I knew in high school that I wanted to be a journalist, so I majored in English. Because I knew I wanted to be a journalist, I also joined the paper immediately in college. My work on the newspaper and my English major helped me land an internship at the Pulitzer Center on Crisis Reporting in Washington, D.C. during my junior summer. I was hired into a very competitive field because I worked on the paper and I could write coherently. I landed my first job just two weeks before graduation, at U.S. News and World Report. I was hired as an intern in their travel section, where I helped launch their travel website. My colleagues and I wrote "meta-reviews," or articles on destinations like Barcelona and Berlin using information culled from travel books. I spent over a year there and used my time to learn about web journalism and the online media business.

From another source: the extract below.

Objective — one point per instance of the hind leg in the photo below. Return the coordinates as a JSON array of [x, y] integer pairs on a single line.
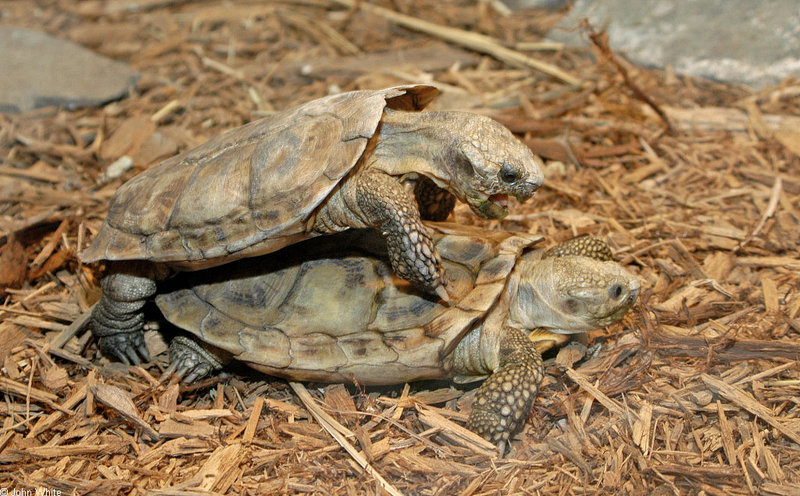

I later moved on to Law360, a legal newswire, where I eventually became a reporter covering federal courts in New York City and Washington, D. C. The job was challenging because I had to write about complex legal issues for a highly sophisticated readership. The analytic skills I learned as an English major made my success at Law360 possible. In 2014, I became a policy reporter for Politico, helping to launch the website's new section on labor and employment policy. At Politico I had the privilege to cover the U.S. Supreme Court, the 2016 presidential campaign, and the Fight for $15 fast food workers wage movement. My love of law and policy then led me to Temple Law School in Philadelphia, PA, where I am currently a student.
I found that I had mobility in the field because I was an easy edit. Many of my colleagues who majored in journalism didn't focus as intensely on persuasive, coherent, elegant writing.
Having an English major from William & Mary is a definite plus in the northeast region, and especially in Washington, D.C. Despite the school's visibility, I wouldn't have found jobs in journalism had I not worked as reporter and editor for The Flat Hat. Newspaper editors like to hire college media types, probably because they came from the college media world as well. Knowing other alumni within the media network was also very valuable. William & Mary alumni are numerous in the media.
I'd recommend highly technical courses rooted in literary theory or technique. A prized quality of a good journalist or lawyer is the ability to read and write about technical subject matter for a general audience. It's a skill I learned while writing about literary theory. I'm also an able scanner of texts. I can scan a forty-five page court opinion in 10 minutes and write coherently about the what the decision means for a sophisticated readership of policy experts. I learned that skill in college. I can also write and craft coherent arguments and stories, an obvious and valuable ability for a journalist.
English is a major that some deride as an easy way to spend four years as an undergraduate. That's not true at William & Mary. The professors are highly demanding and the courses tend to be rigorous. The professors are also invested in undergraduate instruction, and having faculty mentors to guide me through the major made me a far more capable writer and reader.